Meeting Data-at-Rest Discovery and Classification Requirements for HIPAA HITECH Act Compliance
HIPAA legislation requires Health Care providers, Health Plans, Health Care Clearinghouses, and those who carry out tasks on their behalf to handle personal healthcare data responsibly and securely.
Two key pieces of US Federal legislation define security compliance requirements for healthcare providers to protect data at rest:
HIPAA – The US Health Insurance Portability and Accountability act (HIPAA) of 1996. The HIPAA Security Rule requires covered organizations to implement technical safeguards to protect all Electronic Personal Healthcare Information (ePHI), making specific reference to encryption, access controls, encryption key management, risk management, auditing and monitoring of ePHI information. The HIPAA Security Rule then goes on to set out numerous examples of HIPAA encryption methods which can be employed and the factors to consider when implementing and ensuring the success of a HIPPA encryption strategy. It also mandates that breaches of unsecured protected health information are reported.

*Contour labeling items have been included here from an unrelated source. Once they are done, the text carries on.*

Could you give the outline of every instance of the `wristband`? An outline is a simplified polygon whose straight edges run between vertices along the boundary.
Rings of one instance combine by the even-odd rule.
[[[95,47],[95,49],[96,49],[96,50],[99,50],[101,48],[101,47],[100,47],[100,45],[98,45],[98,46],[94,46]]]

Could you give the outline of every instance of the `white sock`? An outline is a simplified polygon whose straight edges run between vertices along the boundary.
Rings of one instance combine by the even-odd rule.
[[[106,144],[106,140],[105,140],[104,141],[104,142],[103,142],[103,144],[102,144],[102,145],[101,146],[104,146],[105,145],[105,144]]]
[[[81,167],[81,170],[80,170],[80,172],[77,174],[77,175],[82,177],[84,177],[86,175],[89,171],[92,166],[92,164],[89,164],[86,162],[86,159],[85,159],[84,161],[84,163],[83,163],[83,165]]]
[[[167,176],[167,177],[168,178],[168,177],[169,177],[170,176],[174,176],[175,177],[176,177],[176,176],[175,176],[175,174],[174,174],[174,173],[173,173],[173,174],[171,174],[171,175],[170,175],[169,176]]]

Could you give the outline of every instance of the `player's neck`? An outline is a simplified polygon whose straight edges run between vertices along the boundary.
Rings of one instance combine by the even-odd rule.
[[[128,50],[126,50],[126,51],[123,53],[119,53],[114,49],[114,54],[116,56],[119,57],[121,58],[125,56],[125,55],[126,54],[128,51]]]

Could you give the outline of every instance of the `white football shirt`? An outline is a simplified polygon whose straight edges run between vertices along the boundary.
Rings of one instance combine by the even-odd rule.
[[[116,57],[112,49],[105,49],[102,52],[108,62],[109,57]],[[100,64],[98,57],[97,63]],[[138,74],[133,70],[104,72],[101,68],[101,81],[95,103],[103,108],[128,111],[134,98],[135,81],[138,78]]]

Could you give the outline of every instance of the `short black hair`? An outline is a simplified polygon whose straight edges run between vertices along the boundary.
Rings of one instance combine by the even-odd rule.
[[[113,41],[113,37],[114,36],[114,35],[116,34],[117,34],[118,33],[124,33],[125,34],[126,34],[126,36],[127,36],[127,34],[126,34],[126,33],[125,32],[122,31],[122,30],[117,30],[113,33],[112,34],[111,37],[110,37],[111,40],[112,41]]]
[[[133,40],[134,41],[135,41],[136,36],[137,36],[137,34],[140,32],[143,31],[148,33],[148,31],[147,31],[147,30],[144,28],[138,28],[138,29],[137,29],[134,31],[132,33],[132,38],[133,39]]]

HITECH – Health Information Technology for Economic and Clinical Health (HITECH) Act – enacted as a part of the American Recovery and Reinvestment Act (ARRA) of 2009. The HITECH act then expands the compliance requirement set, requiring the disclosure of data breaches of “unprotected” (unencrypted) personal health records (PHR), including those by business associates, vendors and related entities. And finally, the “HIPAA Omnibus Rule” of 2013 formally holds business associates liable for compliance with the HIPAA Security Rule.
Spirion provides a solution to help organizations discover, classify, monitor and respond in order to meet HIPAA Security Rule and HITECH compliance requirements transparently – without changes to operational processes and the daily work of healthcare professionals. Spirion provides technical safeguards to automatically identify and classify electronic protected health with an easy-to-deploy, centrally managed solution that integrates with your existing security infrastructure. Spirion’s open APIs allow integrations with your existing DLP tools, encryption software, data-archiving and storage solutions offered by leading technology providers such as Symantec, Intel Security and others to help increase the benefits from existing spend on these data security solutions.
Spirion Key features
Search everywhere and identify with zero false positives
- Reliable discovery results with industry leading accuracy and precision
- Searches local/shared/removable drives, cloud storage, e-mail servers, databases, web servers, SharePoint sites, Windows/Mac/Linux workstations, web sites and file servers.
- Searches within all file types structured and unstructured – Office files, text, images, scanned images, e-mail messages and attachments, archives, deleted files, Outlook archives, and compressed files.
Classify results persistently
- Classifies sensitive data by category and priority to amplify the need for administrators and/or data owners to manage and protect results. Embed classifications directly into files.
Secure unprotected information
- Secures results using a file shredder (based on DoD standard), redaction, encryption, or quarantine to a safe location.
Monitor and manage data operations centrally
- Identifies unprotected results as compared to what employees have already secured for trending analysis.
- Notifies data owners automatically
- Empowers employees to sanitize their data environment and monitors their progress with automated alerts and notifications without the extra staff burden.
Make employees part of the process
- Give employees access to classification add-ons in popular collaboration suites such as MS Office and Adobe Acrobat.
Highly scalable, flexible and secure architecture
- Highly scalable, open architecture that accommodates the growth of staff, processes and information across the enterprise.
- Enables organizations to scale and grow by providing the ability to orchestrate administrative and compliance processes consistently and globally.
- Integrates with Active Directory to simplify policy designation and group reporting
- Within an hour start seeing sensitive data results.
- Within a day create an inventory of sensitive data on all systems.
- Within a week implement a data loss prevention strategy for continuous data protection.